Category: Other
Objective: To determine the frequency of hypertension (HBP) and type 2 diabetes mellitus (T2DM) as comorbidities in the Nigerian PD Research network (NPDR) cohort, and explore the relationship to PD-related clinical parameters and motor phenotype.
Background: HBP and T2DM are associated with a high risk of atherosclerotic cardiovascular disease. Both conditions share disease mechanisms such as inflammation with Parkinson’s disease (PD).
Method: The NPDR network is an ongoing national project recruiting persons with PD (defined by the United Kingdom PD Society Brain Bank criteria) into a disease registry. Demographic, clinical and disease-specific motor and non-motor parameters are documented at baseline enrolment. In this report, we present demographics, data on the presence of a diagnosis of HBP and/or T2DM, MDS-UPDRS Part III scores, and motor phenotype (based on Stebbin’s method).
Results: Data for 1880 (of 1891 registry participants with PD) was available for this report, and comprised 1366 (72.7%) males and 514 (27.3%) females.
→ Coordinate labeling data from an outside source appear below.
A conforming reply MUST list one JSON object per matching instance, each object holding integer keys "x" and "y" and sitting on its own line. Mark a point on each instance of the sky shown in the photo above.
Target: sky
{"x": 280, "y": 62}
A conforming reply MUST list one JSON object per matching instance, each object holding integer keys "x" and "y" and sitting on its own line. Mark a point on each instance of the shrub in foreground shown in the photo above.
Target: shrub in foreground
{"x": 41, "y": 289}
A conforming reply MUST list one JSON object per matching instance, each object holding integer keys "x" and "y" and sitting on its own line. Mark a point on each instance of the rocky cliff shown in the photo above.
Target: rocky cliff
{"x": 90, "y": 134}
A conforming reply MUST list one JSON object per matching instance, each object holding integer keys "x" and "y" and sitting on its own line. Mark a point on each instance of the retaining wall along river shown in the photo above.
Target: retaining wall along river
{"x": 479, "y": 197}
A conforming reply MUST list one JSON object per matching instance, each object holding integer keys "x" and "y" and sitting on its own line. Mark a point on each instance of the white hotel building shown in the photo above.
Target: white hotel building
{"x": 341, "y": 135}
The mean (SD) age at study (AAS) was 63.8 (10.1) years, mean age at onset (AAO) of PD was 59.8 (10.4) years, MDS-UPDRS Part III score of 40.2 (19.2), and median Hoehn and Yahr stage of 2.0. The frequency of HBP was 44.4% (n = 834), and T2DM 3.9% (n=74). The frequency of HBP was marginally higher in females (247, 48.1% v. 587, 43.0% in males; p=0.048). The frequency of T2DM was 4.9% in females (n=25) and 3.6% in males (n=49) (p=0.21). Persons with PD and comorbid hypertension were significantly older at onset of PD (p<0.001), at the study baseline (p<0.001), but had similar motor severity (p>0.05), whereas AAO and AAS were similar in persons with and without T2DM (p>0.05). The MDS UPDRS Part III score was slightly lower in co-morbid T2DM (35.7), p=0.04). There was no significant difference in burden of HBP and T2DM regarding motor phenotype. HBP in PIGD-PD (46.7%, 269/576), compared to TD-PD (43.2%, 457/1058) and ID-PD (43.9%, 108/246); p>0.05. T2DM was present in 4.2% of TD-PD (44/1058), 3.6% of PIGD-PD (21/576), and 3.7% of ID-PD (9/246); p>0.05.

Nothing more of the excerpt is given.